To quote Wikipedia, The Darién Gap is a break in the Pan-American Highway consisting of a large swath of undeveloped swampland and forest within Panama’s Darién Province in Central America and the northern portion of Colombia’s Chocó Department in South America. Scotland tried to colonize it in the late 1600s and subsequently failed, went bankrupt and got annexed by England because of it. If there’s anything to learn from this and other accounts, is that if you want a place to really try your luck, the Darién Gap is for you.
Ah, but surely, there must be a small road or something in there, no? And what about just going to visit? To quote Nat Geo contributing editor Robert Young Pelton, who was kidnapped with two backpackers by a death squad:
“The Darién Gap is one of the last—not only unexplored—but one of the last places people really hesitate to venture to… It’s also one of the most rugged places. The basic problem of the Darién Gap is that it’s one of the toughest hikes there is. It’s an absolute pristine jungle but it’s got some nasty sections with thorns, wasps, snakes, thieves, criminals, you name it. Everything that’s bad for you is in there.”
That’s not to say people don’t go there now from Panama on a bus to hike and see some intense biological diversity. But crossing into Colombia, is a different matter altogether. There have been a few successful expeditions, but boats were used extensively. Regardless, the indigenous people oppose the building of a road, the Panamanians like it the way it is because it protects them from Colombia (hard to invade a country when there’s no roads), the US likes because it prevents the spread of diseases from South America, while Colombia likes it because it’s a barrier against drug trade. There’s this account of a more recent crossing, but I can’t attest to its validity or common sense.

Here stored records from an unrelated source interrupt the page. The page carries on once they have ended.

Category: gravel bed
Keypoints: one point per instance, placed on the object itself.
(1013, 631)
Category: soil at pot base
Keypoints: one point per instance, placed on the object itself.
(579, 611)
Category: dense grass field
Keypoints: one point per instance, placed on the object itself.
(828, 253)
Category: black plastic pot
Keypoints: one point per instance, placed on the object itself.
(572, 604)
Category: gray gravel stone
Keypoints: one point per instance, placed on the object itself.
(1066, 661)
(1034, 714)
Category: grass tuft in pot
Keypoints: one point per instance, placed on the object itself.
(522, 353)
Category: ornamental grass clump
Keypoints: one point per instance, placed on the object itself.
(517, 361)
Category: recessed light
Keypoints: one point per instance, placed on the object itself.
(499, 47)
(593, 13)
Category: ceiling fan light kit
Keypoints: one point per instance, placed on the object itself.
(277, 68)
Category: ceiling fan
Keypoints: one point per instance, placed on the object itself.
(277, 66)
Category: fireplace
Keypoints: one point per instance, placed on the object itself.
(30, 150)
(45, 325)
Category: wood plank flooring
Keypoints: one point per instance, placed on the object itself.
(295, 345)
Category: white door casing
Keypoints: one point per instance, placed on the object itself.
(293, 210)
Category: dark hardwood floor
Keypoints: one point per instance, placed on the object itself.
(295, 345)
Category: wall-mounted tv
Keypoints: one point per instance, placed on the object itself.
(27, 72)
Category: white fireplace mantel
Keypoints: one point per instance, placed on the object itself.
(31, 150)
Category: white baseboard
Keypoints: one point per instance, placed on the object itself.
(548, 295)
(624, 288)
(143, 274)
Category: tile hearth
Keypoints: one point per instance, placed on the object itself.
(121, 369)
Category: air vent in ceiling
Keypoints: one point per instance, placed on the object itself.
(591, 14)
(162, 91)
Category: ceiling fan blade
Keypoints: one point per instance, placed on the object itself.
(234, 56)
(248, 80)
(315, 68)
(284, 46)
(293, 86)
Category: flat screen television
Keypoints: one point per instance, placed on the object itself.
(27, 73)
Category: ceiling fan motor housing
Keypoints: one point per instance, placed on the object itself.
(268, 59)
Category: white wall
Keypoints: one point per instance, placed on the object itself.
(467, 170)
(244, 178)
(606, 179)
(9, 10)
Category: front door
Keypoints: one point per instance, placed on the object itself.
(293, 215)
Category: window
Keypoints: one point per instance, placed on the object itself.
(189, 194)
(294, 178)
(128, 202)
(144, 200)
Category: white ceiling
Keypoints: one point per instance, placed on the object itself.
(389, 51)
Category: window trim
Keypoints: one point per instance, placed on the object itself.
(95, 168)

So. In order to cross, you need to ship your car. You can do this in a container or roll it on a boat and roll it off (RORO). There used to be a Greek ferry, the Nissos Rodos, but that left long ago to Turkey to make some actual money. Another ferry, the San Blas, took cars once, in a 7 day trip, that was supposed to only take 24 hours. Afterwards, and to this day, it only takes people and motorcycles, having succumbed to plenty of red tape.
After doing some research, I decide to share a shipping container. Containers cost a little more than RORO, but it’s considered a far safer option. There’s two or three shipping companies; Wilhelm and Seaboard are the most commonly used. You can do the whole process by yourself, or hire an agent that will guide you through the grips of bureaucracy. I decide to take the easy way out and use Tea Kalmbach (she’s an independent agent for Seaboard Marine). Her daughter, Amy, who lives in Panama City, is the one that actually helps you. And once in Colombia, you’re on your own.
On Monday, Feb 3rd, I meet her and my fellow shipping container buddies, Ciro and Gina, at the Yacht Club. Both Ciro and Gina are from Argentina, and they’re travelling from Mexico, where they’ve lived for a year, back home. They’re also clowns, which is cool because I have a clown painting in my bedroom. From there, we go early in the morning to a police station to get the cars inspected and start the paperwork. Long pants and closed-toe shoes are necessary. Since Ciro and I don’t have the right amount of photocopies, we need to go across the road to make some more. Amy advises to leave all valuables in the car, since we’re in a very dangerous neighborhood. I start laughing because umm, it’s just across from the police station. Nobody else laughs, so I leave my cellphone in the car. We get lucky, because right at that moment there’s two policemen with shotguns patrolling the corner. Still, while inside the shop, which has more bars than a prison cell, a guy enters and asks the shopkeeper what we’re doing there. He nods and then walks back out. Ciro and I look at eachother and ask the lady to hurry up with the copies.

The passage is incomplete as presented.